SIP Servlet 1.1 specifies the Application Router component. The Application Router is responsible for selecting the SIP Servlet applications that will process an initial request.
In other words, it determines how applications are composed. The servlet applications themselves do not have any knowledge of the Application Router, so they can be developed independently, and then composed together at deployment time, by configuring the Application Router for a particular scenario.
The Application Router is, by design, a separate component to the SIP Servlet container. This means that users are free to use third-party Application Routers, or write their own.

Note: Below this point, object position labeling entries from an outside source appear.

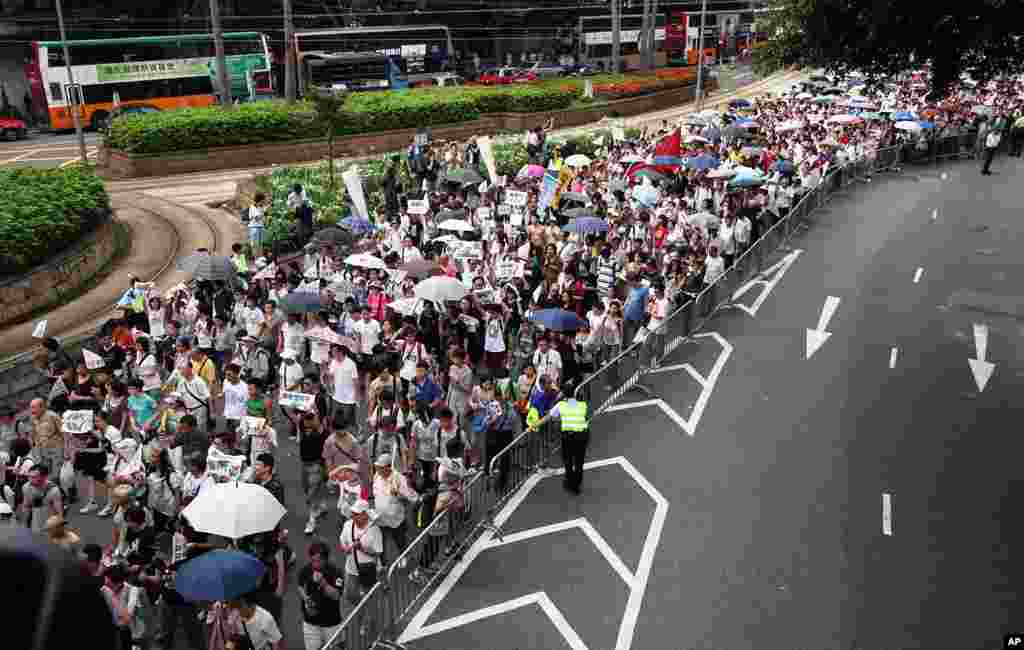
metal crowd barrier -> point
(378, 618)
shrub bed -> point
(44, 211)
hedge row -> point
(365, 113)
(44, 211)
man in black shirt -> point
(321, 585)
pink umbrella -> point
(534, 171)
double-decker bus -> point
(421, 52)
(163, 72)
(352, 71)
(594, 38)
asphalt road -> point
(774, 534)
(45, 149)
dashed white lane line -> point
(887, 514)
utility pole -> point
(616, 36)
(218, 47)
(289, 52)
(72, 89)
(704, 17)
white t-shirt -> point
(370, 335)
(345, 377)
(262, 630)
(235, 399)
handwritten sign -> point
(418, 206)
(223, 467)
(515, 198)
(78, 422)
(300, 401)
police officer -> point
(576, 435)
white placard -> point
(516, 199)
(92, 360)
(300, 401)
(78, 422)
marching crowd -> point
(399, 371)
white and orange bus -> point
(162, 72)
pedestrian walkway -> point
(161, 231)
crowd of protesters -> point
(410, 395)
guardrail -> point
(377, 619)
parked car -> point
(134, 109)
(13, 129)
(547, 70)
(503, 76)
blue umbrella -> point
(702, 162)
(557, 319)
(218, 575)
(586, 225)
(358, 225)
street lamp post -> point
(72, 88)
(704, 16)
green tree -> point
(330, 106)
(980, 38)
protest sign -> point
(515, 198)
(77, 421)
(300, 401)
(223, 467)
(418, 206)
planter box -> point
(116, 164)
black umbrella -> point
(209, 267)
(302, 302)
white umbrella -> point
(790, 125)
(907, 126)
(578, 160)
(440, 289)
(235, 510)
(456, 224)
(366, 261)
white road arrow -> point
(816, 338)
(981, 369)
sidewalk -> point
(161, 231)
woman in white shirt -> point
(363, 542)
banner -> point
(487, 155)
(78, 422)
(300, 401)
(418, 206)
(224, 468)
(353, 183)
(516, 199)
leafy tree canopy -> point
(881, 38)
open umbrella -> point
(420, 267)
(210, 267)
(233, 510)
(302, 302)
(218, 575)
(365, 261)
(578, 213)
(358, 225)
(557, 319)
(586, 225)
(333, 235)
(463, 175)
(440, 289)
(458, 225)
(531, 171)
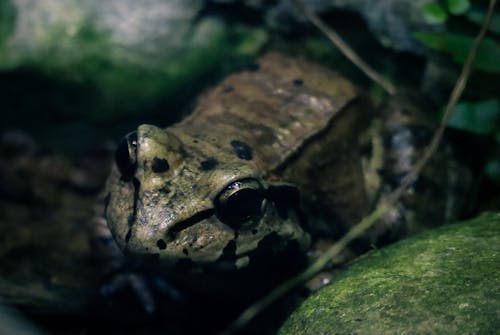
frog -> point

An Application Router may use any criteria for selecting applications, such as source or destination addresses, SIP header fields, time of day, database lookup, and so on.
All SIP Servlet 1.1 containers must provide a Default Application Router, which is specified in SIP Servlet 1.1 Appendix C. Rhino SIP Servlet includes a Default Application Router, and users may also deploy their own.
Default application router
The default application router (DAR) supplied with Rhino SIP Servlet implements the behaviour specified in SIP Servlet 1.1 Appendix C. It is configured using the properties file format described in the appendix. Configuration files are installed in the DAR using Rhino SIP Servlet’s console or Ant commands.
A DAR configuration file is a properties file, where each line begins with a SIP request method (such as INVITE, REGISTER), followed by a list of applications that will process that type of request. For example:
REGISTER: ("Registrar", "DAR:From", "ORIGINATING", "", "NO_ROUTE", "0"), ("Presence", "DAR:From", "ORIGINATING", "", "NO_ROUTE", "1") INVITE: ("CallBarring", "DAR:From", "ORIGINATING", "", "NO_ROUTE", "0"), ("LocationServiceProxy", "DAR:From", "ORIGINATING", "", "NO_ROUTE", "1")
This says that REGISTER requests will be processed by the "Registrar" application, then the "Presence" application. INVITE requests will trigger the "CallBarring" application, then the LocationServiceProxy" application. (The other arguments are described in SIP Servlet 1.1 Appendix C.)
The installed DAR configuration is used for all initial requests; there is no support for conditional or per-user rules.
Custom application routers
A custom application router can be used if more advanced application composition logic is required, such as subscriber lookup, or inspecting SIP header fields. See the Installation and Administration Guide for information on installing custom Application Routers.